Mazda is adding a plug-in hybrid version to its battery-electric MX-30. Now unveiled at the Motor Show in Brussels, the MX-30 e-Skyactiv R-EV is the announced new variant with a Wankel engine as a range extender.

While the wheels are driven solely by the electric motor, the newly developed rotary engine provides additional range. Mazda gives the purely electric WLTP range of the new 125 kW PHEV version as 85 kilometres. Significantly less than the BEV version, because the battery for the PHEV has been shrunk by half and only has a 17.8 kWh capacity. By comparison, the purely electric Mazda MX-30 has a 35.5 kWh battery for a WLTP range of 200 kilometres.

When sprinting, the 1.7-tonne five-seater needs 9.1 seconds to go from 0 to 100 km/h. Mazda specifies a top speed of 140 km/h. The price of the new MX-30 e-Skyactiv R-EV in the UK starts at £31,250, just like the all-electric variant. Customer orders will be available from Mazda dealers from 1 February 2023.
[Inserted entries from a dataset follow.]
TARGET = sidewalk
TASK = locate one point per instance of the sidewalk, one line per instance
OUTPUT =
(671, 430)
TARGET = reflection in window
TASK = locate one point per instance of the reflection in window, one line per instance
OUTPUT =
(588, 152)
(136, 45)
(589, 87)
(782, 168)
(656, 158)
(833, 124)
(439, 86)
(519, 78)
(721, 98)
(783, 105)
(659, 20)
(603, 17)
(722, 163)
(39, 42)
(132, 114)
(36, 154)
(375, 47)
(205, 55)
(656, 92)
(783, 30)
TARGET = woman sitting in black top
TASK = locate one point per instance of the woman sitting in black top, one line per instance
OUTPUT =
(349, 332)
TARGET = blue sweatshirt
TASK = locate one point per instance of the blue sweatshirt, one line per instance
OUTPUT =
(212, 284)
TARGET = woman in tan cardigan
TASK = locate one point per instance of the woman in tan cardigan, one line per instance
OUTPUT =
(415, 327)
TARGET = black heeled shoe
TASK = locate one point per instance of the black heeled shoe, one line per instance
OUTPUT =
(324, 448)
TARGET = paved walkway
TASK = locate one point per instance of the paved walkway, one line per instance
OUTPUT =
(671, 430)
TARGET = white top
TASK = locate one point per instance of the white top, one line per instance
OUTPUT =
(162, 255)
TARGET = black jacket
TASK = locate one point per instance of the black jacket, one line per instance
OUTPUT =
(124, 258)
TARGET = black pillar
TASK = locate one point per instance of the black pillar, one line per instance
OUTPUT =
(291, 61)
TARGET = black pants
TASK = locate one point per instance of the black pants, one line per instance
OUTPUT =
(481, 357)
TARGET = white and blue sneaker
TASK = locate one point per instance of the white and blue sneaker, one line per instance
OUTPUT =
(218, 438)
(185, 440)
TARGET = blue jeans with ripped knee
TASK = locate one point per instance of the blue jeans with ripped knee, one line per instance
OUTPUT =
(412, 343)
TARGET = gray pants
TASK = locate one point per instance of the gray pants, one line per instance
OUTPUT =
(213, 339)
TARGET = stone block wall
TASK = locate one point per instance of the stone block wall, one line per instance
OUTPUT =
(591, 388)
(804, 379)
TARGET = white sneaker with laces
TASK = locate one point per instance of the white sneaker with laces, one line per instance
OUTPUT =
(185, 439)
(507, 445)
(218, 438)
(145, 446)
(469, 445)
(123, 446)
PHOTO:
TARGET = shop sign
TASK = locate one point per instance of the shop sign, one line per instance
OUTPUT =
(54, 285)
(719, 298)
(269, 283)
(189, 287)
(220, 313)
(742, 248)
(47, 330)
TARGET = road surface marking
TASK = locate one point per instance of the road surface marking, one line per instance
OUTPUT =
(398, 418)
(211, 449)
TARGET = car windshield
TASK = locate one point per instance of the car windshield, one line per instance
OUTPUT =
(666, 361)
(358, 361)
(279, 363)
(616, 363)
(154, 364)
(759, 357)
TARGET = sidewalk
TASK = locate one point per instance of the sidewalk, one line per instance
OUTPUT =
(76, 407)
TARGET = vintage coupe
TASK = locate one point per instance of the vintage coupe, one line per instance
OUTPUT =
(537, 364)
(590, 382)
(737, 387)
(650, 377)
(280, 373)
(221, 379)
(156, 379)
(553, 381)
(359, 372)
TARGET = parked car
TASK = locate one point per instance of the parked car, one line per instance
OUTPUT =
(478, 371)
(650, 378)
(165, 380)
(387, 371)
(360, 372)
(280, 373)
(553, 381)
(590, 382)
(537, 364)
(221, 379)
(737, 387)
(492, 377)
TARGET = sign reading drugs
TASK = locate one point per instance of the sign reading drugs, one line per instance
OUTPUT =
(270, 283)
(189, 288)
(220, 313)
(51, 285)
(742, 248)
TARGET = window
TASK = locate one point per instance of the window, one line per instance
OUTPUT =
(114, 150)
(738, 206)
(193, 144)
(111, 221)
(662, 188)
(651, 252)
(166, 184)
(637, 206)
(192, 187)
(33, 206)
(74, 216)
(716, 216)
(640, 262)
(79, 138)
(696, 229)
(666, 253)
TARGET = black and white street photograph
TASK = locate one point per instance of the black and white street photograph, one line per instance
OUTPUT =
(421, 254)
It has been known for some time that Mazda is planning to introduce this variant. However, in the summer of 2021, a Mazda spokesperson was quoted in media reports as saying that the market launch for this variant was uncertain. In the autumn of the same year, however, the project was given the green light.

Mazda has now published details of the serial plug-in system: the solution comprises a newly developed single-disc rotary engine with a chamber volume of 830 cubic centimetres. It has a maximum output of 55 kW and operates with direct petrol injection and a compression ratio of 11.9:1. This unit is combined with a 125 kW AC synchronous motor at the front, which drives the wheels alone. The rotary engine, on the other hand, is coupled to a generator that produces electricity for the electric motor and battery. Also on board: a 50-litre fuel tank in front of the rear axle.

Like the battery-electric Mazda MX-30, the plug-in hybrid is equipped as standard with a three-phase AC charger for a charging power of up to 11 kW. DC charging is also possible: “At a DC fast-charging station with at least 36 kW charging power, the battery is charged from 20 to 80 percent in about 25 minutes,” says an accompanying press release. This means that the plug-in hybrid only charges at a maximum of 36 kW at peak times.

The BEV version also had weak DC charging performance when it was introduced. Before a software update in spring 2022, the MX-30 supported single-phase AC charging with a maximum of 6.6 kW and DC charging “from 20 to 80 per cent SoC in 36 minutes”. Since the update, the model offers 11 kW AC and “a reduction of ten minutes at DC fast charging stations with at least 50 kW power”. This means that the DC charging capacity should be a maximum of 50 kW. The manufacturer does not give any concrete data.

As is well known, the software update recently caused trouble for Mazda. Shortly before Christmas, Mazda Germany had to impose a delivery and first registration ban on the MX-30, which was only lifted on 12 January. The reason was “that the EC type-approval of the Mazda MX-30 2022 contained an incorrect indication of the technical specifications, which had to be corrected by a correction of the EC type-approval”. This concerned information on the DC charging of the battery after said software update.